Well, "use Encase or FTK" sounds to me a little bit too "imperative", however your updated question is a very valid one, see
http//www.forensicfocus.com/Forums/viewtopic/t=10723/
Though I understand how athulin might not somehow *like* Infinadyne's specific tool
http//
my guess is that is still one of the best tools around for specific CD/DVD forensics.
Never used it personally, what I can say having been using in the good ol'days Accuburn-R (an archiving product from the same people) is that it was VERY good and I never found anything with the same capabilities, though many years later a nice thingy using the same generic concept was created as open source
http//
Back to topic, more generally the issue with CD/DVD imaging is that the CD/DVD reader itself is a "black box" and most OS's tend to treat it (actually the disc inside them) more as a "logical" device than a "physical device", the result being that IF the CD/DVD is either partially defective or actually has *something to hide* in it, the image is not as exact as it should, under Linux you can use readom (was once named readcd) to extract sectors or something similar, remember that by design an optical media has 2352 bytes per sector (or more) of which only 2048 are actually used for data (the rest is ECC) see also the wodim "raw" modes.

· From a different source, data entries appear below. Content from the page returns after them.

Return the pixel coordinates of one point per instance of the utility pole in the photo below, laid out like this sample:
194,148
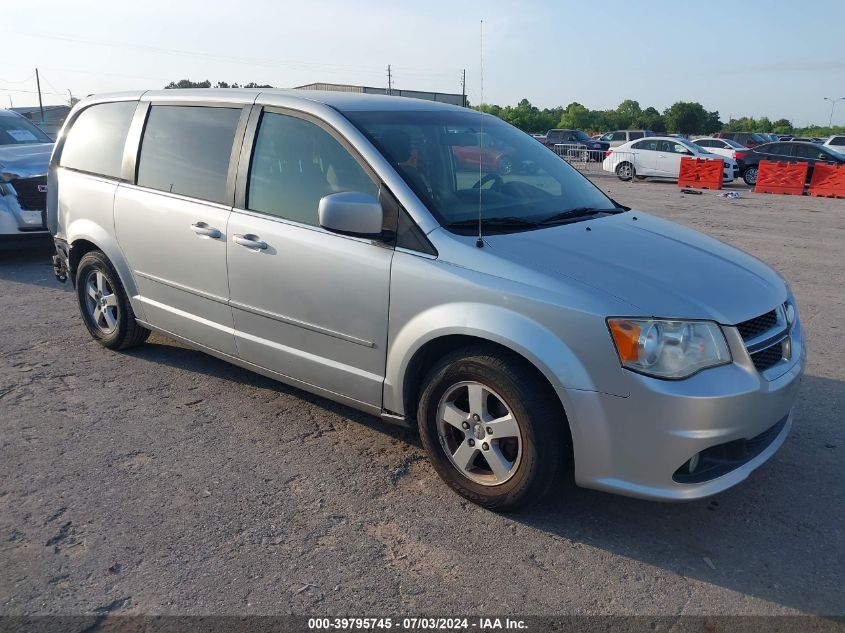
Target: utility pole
832,105
40,103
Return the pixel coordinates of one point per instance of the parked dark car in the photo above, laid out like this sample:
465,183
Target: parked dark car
748,139
787,151
24,158
579,145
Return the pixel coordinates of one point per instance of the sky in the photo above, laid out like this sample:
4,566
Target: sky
775,58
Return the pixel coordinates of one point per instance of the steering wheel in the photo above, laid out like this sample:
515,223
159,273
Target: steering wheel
496,178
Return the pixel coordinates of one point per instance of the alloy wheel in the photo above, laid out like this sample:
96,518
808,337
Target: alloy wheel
101,302
479,433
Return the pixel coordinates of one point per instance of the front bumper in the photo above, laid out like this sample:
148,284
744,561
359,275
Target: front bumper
635,445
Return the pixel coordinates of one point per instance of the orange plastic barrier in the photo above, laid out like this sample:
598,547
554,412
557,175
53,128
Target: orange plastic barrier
828,181
700,172
786,178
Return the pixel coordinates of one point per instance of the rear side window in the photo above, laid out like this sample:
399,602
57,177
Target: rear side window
294,164
186,150
96,140
649,145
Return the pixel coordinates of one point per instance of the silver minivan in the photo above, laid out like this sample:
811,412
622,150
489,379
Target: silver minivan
366,248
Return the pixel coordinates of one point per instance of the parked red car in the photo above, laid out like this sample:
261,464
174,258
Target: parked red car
493,155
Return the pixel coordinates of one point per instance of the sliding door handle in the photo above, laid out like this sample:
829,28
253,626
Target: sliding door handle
250,241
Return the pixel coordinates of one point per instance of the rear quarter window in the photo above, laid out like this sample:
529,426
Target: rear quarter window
97,138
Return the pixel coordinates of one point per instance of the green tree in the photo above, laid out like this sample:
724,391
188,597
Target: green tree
651,119
782,126
187,83
576,117
686,117
628,113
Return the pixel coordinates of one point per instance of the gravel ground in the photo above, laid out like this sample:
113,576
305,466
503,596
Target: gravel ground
163,481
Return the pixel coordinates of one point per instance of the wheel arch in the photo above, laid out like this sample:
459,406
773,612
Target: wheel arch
84,236
419,344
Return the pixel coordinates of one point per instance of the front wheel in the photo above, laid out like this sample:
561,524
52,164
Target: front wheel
625,171
491,430
750,176
104,305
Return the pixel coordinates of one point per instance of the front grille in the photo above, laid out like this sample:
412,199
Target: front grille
28,195
768,357
756,326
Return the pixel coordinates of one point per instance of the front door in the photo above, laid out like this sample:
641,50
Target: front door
309,304
669,159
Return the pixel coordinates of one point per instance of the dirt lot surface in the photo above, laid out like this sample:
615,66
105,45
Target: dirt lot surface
164,481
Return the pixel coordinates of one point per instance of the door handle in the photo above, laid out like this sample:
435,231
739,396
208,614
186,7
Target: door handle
201,228
250,241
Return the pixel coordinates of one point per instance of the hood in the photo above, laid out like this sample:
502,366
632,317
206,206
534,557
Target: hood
657,266
24,161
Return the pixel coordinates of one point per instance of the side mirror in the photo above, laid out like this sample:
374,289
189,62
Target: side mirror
352,213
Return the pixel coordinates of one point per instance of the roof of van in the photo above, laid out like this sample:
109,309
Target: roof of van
343,101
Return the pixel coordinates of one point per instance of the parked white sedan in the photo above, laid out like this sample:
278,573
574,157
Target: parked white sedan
723,147
660,157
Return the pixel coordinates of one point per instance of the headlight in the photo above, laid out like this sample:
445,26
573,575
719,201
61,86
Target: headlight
668,349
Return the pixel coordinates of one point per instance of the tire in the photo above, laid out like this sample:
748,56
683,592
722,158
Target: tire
532,444
750,175
104,305
505,165
625,171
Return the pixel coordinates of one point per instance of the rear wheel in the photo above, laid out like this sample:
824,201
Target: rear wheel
104,305
491,429
750,176
625,171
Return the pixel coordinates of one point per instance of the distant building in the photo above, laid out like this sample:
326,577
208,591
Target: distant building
54,117
442,97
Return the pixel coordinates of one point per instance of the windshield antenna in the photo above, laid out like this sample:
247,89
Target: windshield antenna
480,241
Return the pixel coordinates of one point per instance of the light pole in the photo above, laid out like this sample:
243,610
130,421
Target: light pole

In practice most common tools make an .iso image instead of a RAW (.bin) image, the concept is well explained in the Magiciso online help
http//
very similar to "logical extraction" vs. "physical extraction" used in phones.
jaclaz
I have tried Encase, it even has not proceeded further when it failed to read one sector. It completely stops there and produced a read error at sector X.
Is it important to use Encase? In that case, bring the problem to Guidance's door.
I have seen the same problem – traced to a) my old CD reader, which was configured to retry reading 127 times on finding a bad sector, and b) to EnCase which, when it got the 'failed read' from the CD module, immediately retried without realizing that the CD reader hadn't done anything else but retrying for the past 8 minutes.
I ended up using CloneCD from Slysoft instead. It at least knew how to reconfigure the CD reader to only do one or two retries, and then move on.
On a very bad test CD, Encase was not finished after three hours, and CloneCD did the job (though with bad sectors) in five minutes.
It's ages since I used Encase, but I think I could drag and drop a CloneCD image straight into EnCase, and make it work. Never had to deal with complex CD's though.
DVD is much cleaner – though you still have to handle bad sectors – it was designed to be digital from the start.
I have tried Isobuster, it missed the deleted files in UDF type CDs, failed to show deleted files.
But that's a different kind of problem, isn't it? If IsoBuster does a clean image, fine. If it doesn't do the later processing that you want, have a chat with IsoBuster about it, as well as try to import the image to one of the tools you know do the job.
As far as I see, unlike hard drives, there is no one single software nor format where everyone agrees upon.
Infinadyne CD/DVD Inspector probably comes closest.
Finally, let me update my question like this Is there any software to be used in forensic imaging of CDs/DVDs, which will acquire all sessions, all tracks and all files, including the deleted ones in UDF format CDs?
I can't name any. The reason is that I have never seen a test suite for each of those imaging situations, and never run a test using such a test suite.
However … in the cases I had to deal with CDs, CloneCD did the job for me. But again, I never tried to build a test suite, never tried to do systematic testing. (At the time I still had the illusion that someone surely must have done that already, and it was just a question of finding the test report.)